In this article, we want to examine what the future looks like for construction logistics in particular. Being one of the most demanding areas of our industry and frequently involving transport through major cities, it’s more likely to see change than anything else. But while the scale and exact details of that change are yet to be known, we can speculate on what might happen to make construction haulage fit for the future.
By far the biggest challenge facing construction logistics, and indeed the entire haulage industry, is how best to adapt and become more environmentally friendly. After all, there’s no escaping the fact that the bulk of our industry relies on carbon-emitting processes, which will need to be addressed in the future.
Whilst many hauliers, including us here at Forest Freight, have taken steps to be more eco-conscious – for example, making our fleet Low Emission Zone compliant for moving goods in and out of London – we all know more will have to be done.
No doubt this will require the development and wholesale use of new technologies. And one of the biggest innovations in the sector could be the introduction of electric and carbon-neutral vehicles. While these are still some way of mainstream use, they could be the answer to the environmental issues posed by traditional city haulage. The main drawback of this technology is that there’s little evidence that electric vehicles can cope with the distance and weight required for effective haulage solutions.
However, this is where Forest Freight could be at an advantage. Our close proximity to London – being just 15 minutes away from the centre – could make electric vehicles a viable option for our construction logistics service, allowing us to pack and dispatch our fleet knowing they have the charge to make it back to the depot in one round trip. Of course, this is even before we discuss the potential of hydrogen vehicles – but that could be some way off yet!
A Change in Supply Chains
Another change that we might see in the future of construction logistics is the expansion of consolidation centres. These operate in a similar fashion to regional distribution centres, with the specific aim of servicing a densely populated area with tight logistical constraints.

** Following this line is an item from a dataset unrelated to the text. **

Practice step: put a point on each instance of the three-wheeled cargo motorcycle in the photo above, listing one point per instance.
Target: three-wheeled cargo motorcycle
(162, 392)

Right now they represent an opportunity for hauliers, forwarders, and construction companies to process deliveries in a convenient location, but we could see an increase in them as cities look to reduce freight traffic and lower carbon emissions. When productivity is fully optimised, these ‘hubs’ could effectively change the way that city haulage operates, adding another link to the supply chain whilst making it easier for forwarders and clients to connect.
Right now, the need for consolidation centres doesn’t really impact Forest Freight. As mentioned, our main depot is exceptionally close to London, where the majority of our construction haulage goes. This enables us to receive freight from ports – London Gateway and Tilbury Docks are less than 10 miles away – unpack and condense in our warehouse, and have it out for delivery in very little time. With London practically on our doorstep, we have direct access to our clients’ sites, negating the need for consolidation. That said, if it proves a more efficient method in the future, this could be something we explore for construction haulage.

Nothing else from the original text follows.